But there wasn't any help for it, and he went at it.
The old rooster came along pretty soon. Ned knew he never did any harm, as he was too well-behaved a bird to scratch in the garden, but he wanted to vent his spite on something, so he up with a big stone and shied it at the rooster's head, not once thinking that it would hit him. But it did, and with one shrill squawk the fowl gave a leap into the air, kicked about wildly, and fell dead.
Ned was frightened. What would his father say? He had been very careful of the rooster, because he came of a choice breed. What should he do with him? While he was debating the question with himself, who should come along but his mother.
"Why, Ned!" exclaimed she, seeing the poor old rooster lying there, with one claw stretched up pathetically, as if to call a sympathetic attention to his tragic fate. "How did this happen?"
"Well, you see," began Ned, at a loss for an explanation, "he came along, and I thought maybe he'd go scratching, and I shoed him, but he wouldn't go off. Then I threw a stone that way, and it must have hit him, 'cause——"
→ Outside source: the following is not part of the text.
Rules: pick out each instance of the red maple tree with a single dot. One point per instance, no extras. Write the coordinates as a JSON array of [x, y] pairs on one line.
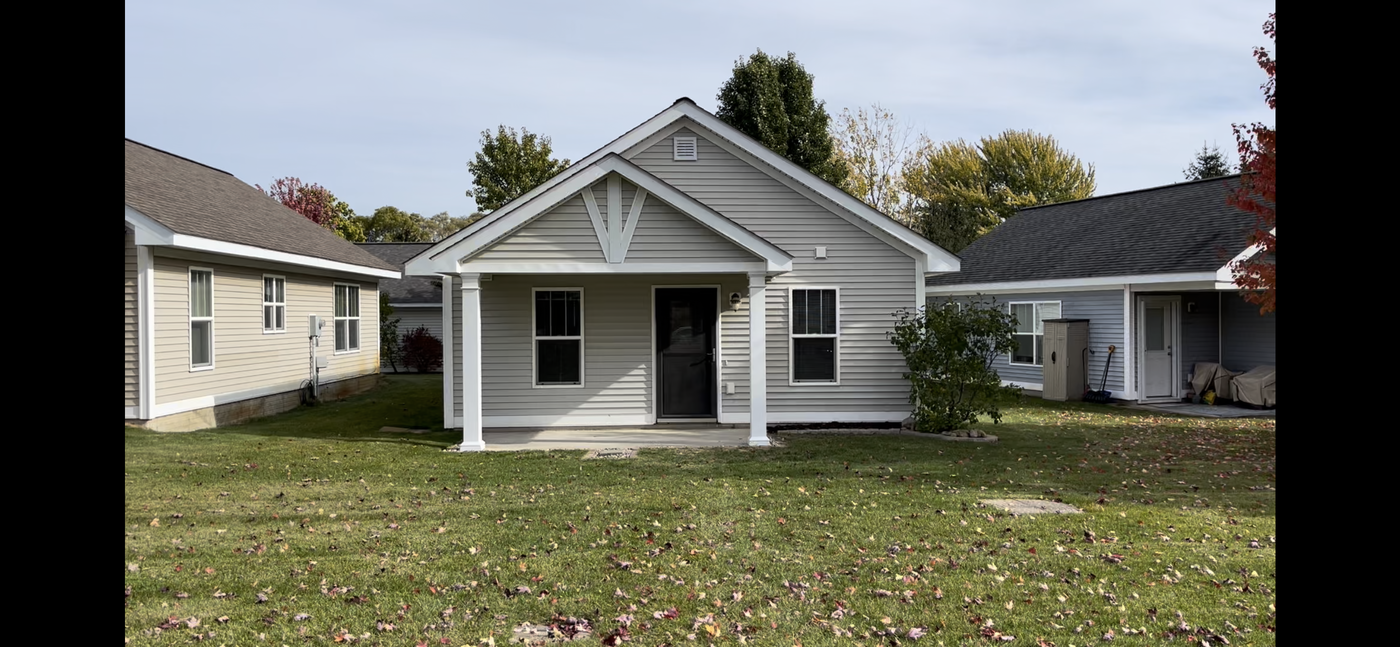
[[1256, 193], [311, 200]]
"You weren't afraid he would scratch, because he never did that," said Ned's mother severely. "I am very sorry to see you in such a bad temper to-day. Go right up to the garret and stay there till your father comes home. I don't know what he will say when he knows of this."
Ned took himself off to the garret, congratulating himself that that wasn't quite as bad as weeding onions. But he was terribly troubled about what his father would say. He couldn't get that out of his mind.
By and by he heard some one coming up the garret stairs. It sounded like Bridget's steps. A pan stood near by, which had been placed under a leak in the roof, and was full of water. Before he stopped to think what the consequence might be—he felt so ugly that he didn't care much—Ned seized the pan full of water, and just as a head made its appearance in the shadowy depths of the garret stairway he let fly pan and all in that direction.
There was an awful spluttering, as if the water had taken the visitor fairly in the face.
Ned turned pale. It wasn't Bridget, after all, but his father.